Pointed at llama.cpp's CPU inference path, the agent found 5 kernel optimizations that pure code analysis completely missed. The result: 15% faster text generation on x86 and 5% faster on ARM for TinyLlama 1.1B. Total cost came to about $29 in cloud spend over 3 hours using 4 VMs.

Here's where code-only agents hit a wall. The agent's first wave chased SIMD micro-optimizations that barely moved the needle. Gains of 0.6% to 0.9%, all within noise.

Text generation is memory-bandwidth bound, not compute bound. A 606 MiB model running at 49 tokens/s consumes roughly 30 GB/s of memory bandwidth, nearing the hardware's limit. You can't SIMD your way out of a data movement problem, and the code itself won't tell you that.
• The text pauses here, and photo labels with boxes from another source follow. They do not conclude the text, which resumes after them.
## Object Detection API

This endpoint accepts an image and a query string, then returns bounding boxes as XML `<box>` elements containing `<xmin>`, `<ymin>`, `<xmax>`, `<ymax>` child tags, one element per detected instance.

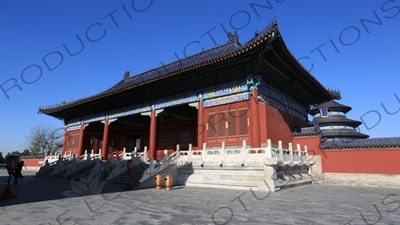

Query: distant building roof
<box><xmin>320</xmin><ymin>137</ymin><xmax>400</xmax><ymax>149</ymax></box>
<box><xmin>310</xmin><ymin>100</ymin><xmax>351</xmax><ymax>115</ymax></box>
<box><xmin>292</xmin><ymin>127</ymin><xmax>321</xmax><ymax>137</ymax></box>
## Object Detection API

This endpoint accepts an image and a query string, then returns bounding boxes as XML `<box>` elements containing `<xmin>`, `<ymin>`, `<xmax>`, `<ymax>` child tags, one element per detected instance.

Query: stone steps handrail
<box><xmin>175</xmin><ymin>139</ymin><xmax>308</xmax><ymax>166</ymax></box>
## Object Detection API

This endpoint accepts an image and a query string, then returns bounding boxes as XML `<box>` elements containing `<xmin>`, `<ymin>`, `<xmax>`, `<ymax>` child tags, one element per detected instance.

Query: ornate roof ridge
<box><xmin>320</xmin><ymin>137</ymin><xmax>400</xmax><ymax>149</ymax></box>
<box><xmin>38</xmin><ymin>20</ymin><xmax>277</xmax><ymax>113</ymax></box>
<box><xmin>292</xmin><ymin>126</ymin><xmax>321</xmax><ymax>137</ymax></box>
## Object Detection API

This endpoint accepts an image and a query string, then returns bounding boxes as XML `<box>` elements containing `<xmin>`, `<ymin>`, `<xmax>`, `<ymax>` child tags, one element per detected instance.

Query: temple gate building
<box><xmin>39</xmin><ymin>22</ymin><xmax>340</xmax><ymax>159</ymax></box>
<box><xmin>39</xmin><ymin>21</ymin><xmax>400</xmax><ymax>191</ymax></box>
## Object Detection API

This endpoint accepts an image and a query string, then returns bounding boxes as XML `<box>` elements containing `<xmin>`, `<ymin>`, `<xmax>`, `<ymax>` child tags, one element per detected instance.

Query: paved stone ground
<box><xmin>0</xmin><ymin>170</ymin><xmax>400</xmax><ymax>225</ymax></box>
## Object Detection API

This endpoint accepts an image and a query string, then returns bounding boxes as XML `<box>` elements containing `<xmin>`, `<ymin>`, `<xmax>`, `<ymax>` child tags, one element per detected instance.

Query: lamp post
<box><xmin>125</xmin><ymin>159</ymin><xmax>133</xmax><ymax>190</ymax></box>
<box><xmin>0</xmin><ymin>155</ymin><xmax>19</xmax><ymax>199</ymax></box>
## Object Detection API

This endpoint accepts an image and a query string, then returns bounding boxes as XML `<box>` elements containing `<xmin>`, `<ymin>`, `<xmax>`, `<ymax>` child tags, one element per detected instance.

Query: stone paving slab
<box><xmin>0</xmin><ymin>170</ymin><xmax>400</xmax><ymax>225</ymax></box>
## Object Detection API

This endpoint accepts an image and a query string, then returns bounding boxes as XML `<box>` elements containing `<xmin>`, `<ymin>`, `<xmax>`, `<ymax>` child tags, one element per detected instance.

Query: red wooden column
<box><xmin>189</xmin><ymin>95</ymin><xmax>206</xmax><ymax>149</ymax></box>
<box><xmin>61</xmin><ymin>127</ymin><xmax>68</xmax><ymax>155</ymax></box>
<box><xmin>77</xmin><ymin>123</ymin><xmax>86</xmax><ymax>156</ymax></box>
<box><xmin>101</xmin><ymin>116</ymin><xmax>117</xmax><ymax>160</ymax></box>
<box><xmin>148</xmin><ymin>109</ymin><xmax>157</xmax><ymax>159</ymax></box>
<box><xmin>141</xmin><ymin>106</ymin><xmax>164</xmax><ymax>160</ymax></box>
<box><xmin>197</xmin><ymin>97</ymin><xmax>206</xmax><ymax>149</ymax></box>
<box><xmin>101</xmin><ymin>118</ymin><xmax>110</xmax><ymax>160</ymax></box>
<box><xmin>250</xmin><ymin>87</ymin><xmax>261</xmax><ymax>148</ymax></box>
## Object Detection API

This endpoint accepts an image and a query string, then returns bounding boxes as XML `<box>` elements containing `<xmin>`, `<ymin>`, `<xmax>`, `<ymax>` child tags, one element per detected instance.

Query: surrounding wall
<box><xmin>21</xmin><ymin>156</ymin><xmax>44</xmax><ymax>171</ymax></box>
<box><xmin>293</xmin><ymin>136</ymin><xmax>400</xmax><ymax>188</ymax></box>
<box><xmin>260</xmin><ymin>103</ymin><xmax>309</xmax><ymax>147</ymax></box>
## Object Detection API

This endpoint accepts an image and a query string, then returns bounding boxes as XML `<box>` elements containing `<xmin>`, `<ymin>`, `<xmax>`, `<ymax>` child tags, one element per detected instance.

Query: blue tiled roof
<box><xmin>320</xmin><ymin>137</ymin><xmax>400</xmax><ymax>149</ymax></box>
<box><xmin>292</xmin><ymin>127</ymin><xmax>321</xmax><ymax>137</ymax></box>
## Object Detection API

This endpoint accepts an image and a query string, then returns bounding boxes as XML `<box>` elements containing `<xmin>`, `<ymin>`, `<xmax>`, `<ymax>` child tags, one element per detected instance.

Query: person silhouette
<box><xmin>13</xmin><ymin>161</ymin><xmax>23</xmax><ymax>185</ymax></box>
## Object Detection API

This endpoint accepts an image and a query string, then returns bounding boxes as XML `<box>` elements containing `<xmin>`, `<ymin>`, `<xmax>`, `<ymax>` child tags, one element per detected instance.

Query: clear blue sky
<box><xmin>0</xmin><ymin>0</ymin><xmax>400</xmax><ymax>154</ymax></box>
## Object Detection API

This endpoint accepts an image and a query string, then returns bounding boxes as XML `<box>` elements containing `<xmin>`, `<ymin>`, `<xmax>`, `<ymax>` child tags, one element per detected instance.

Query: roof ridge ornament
<box><xmin>227</xmin><ymin>30</ymin><xmax>240</xmax><ymax>45</ymax></box>
<box><xmin>124</xmin><ymin>70</ymin><xmax>130</xmax><ymax>81</ymax></box>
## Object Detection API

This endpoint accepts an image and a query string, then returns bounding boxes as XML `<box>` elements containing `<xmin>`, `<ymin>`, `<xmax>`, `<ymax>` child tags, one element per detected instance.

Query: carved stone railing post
<box><xmin>241</xmin><ymin>140</ymin><xmax>247</xmax><ymax>166</ymax></box>
<box><xmin>303</xmin><ymin>145</ymin><xmax>308</xmax><ymax>162</ymax></box>
<box><xmin>289</xmin><ymin>142</ymin><xmax>294</xmax><ymax>163</ymax></box>
<box><xmin>163</xmin><ymin>149</ymin><xmax>168</xmax><ymax>159</ymax></box>
<box><xmin>99</xmin><ymin>149</ymin><xmax>103</xmax><ymax>161</ymax></box>
<box><xmin>265</xmin><ymin>139</ymin><xmax>272</xmax><ymax>158</ymax></box>
<box><xmin>143</xmin><ymin>146</ymin><xmax>147</xmax><ymax>162</ymax></box>
<box><xmin>296</xmin><ymin>144</ymin><xmax>301</xmax><ymax>161</ymax></box>
<box><xmin>219</xmin><ymin>141</ymin><xmax>225</xmax><ymax>166</ymax></box>
<box><xmin>188</xmin><ymin>144</ymin><xmax>193</xmax><ymax>161</ymax></box>
<box><xmin>265</xmin><ymin>139</ymin><xmax>274</xmax><ymax>159</ymax></box>
<box><xmin>201</xmin><ymin>143</ymin><xmax>207</xmax><ymax>163</ymax></box>
<box><xmin>278</xmin><ymin>141</ymin><xmax>283</xmax><ymax>161</ymax></box>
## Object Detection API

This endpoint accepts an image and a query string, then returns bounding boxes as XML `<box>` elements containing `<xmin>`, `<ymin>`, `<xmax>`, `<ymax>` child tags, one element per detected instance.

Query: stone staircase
<box><xmin>112</xmin><ymin>161</ymin><xmax>149</xmax><ymax>187</ymax></box>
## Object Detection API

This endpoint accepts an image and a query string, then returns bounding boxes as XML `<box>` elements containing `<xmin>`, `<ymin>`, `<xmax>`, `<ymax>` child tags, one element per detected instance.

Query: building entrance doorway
<box><xmin>126</xmin><ymin>134</ymin><xmax>143</xmax><ymax>152</ymax></box>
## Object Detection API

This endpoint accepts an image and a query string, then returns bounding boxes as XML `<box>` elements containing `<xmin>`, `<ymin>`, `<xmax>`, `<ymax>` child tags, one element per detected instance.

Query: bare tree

You need to understand the roofline model and recognize that batch-size-1 inference hits memory limits first.

The research phase fixed this. Between experiment waves, the agent studied ik_llama.cpp, llamafile's tinyBLAS, PowerInfer, and ExLlamaV2. It also searched arxiv for FlashAttention and operator fusion papers.

Competing codebases proved more useful than academic literature. Two of the five final optimizations came directly from patterns spotted in ik_llama.cpp and the CUDA backend. The biggest win fused three passes over flash attention's QK tile into a single AVX2 FMA loop.

This builds on Andrej Karpathy's autoresearch concept, which SkyPilot generalized into pi-autoresearch. Shopify CEO Tobi Lütke already used it to cut Liquid template parse+render time by 53%.

But those optimization opportunities lived in plain sight within the source. When the answer sits in domain knowledge, in the experience a senior engineer would bring, agents need to do homework first. SkyPilot's data shows that for production optimization work, the state of the art lives in GitHub repos, not academic papers.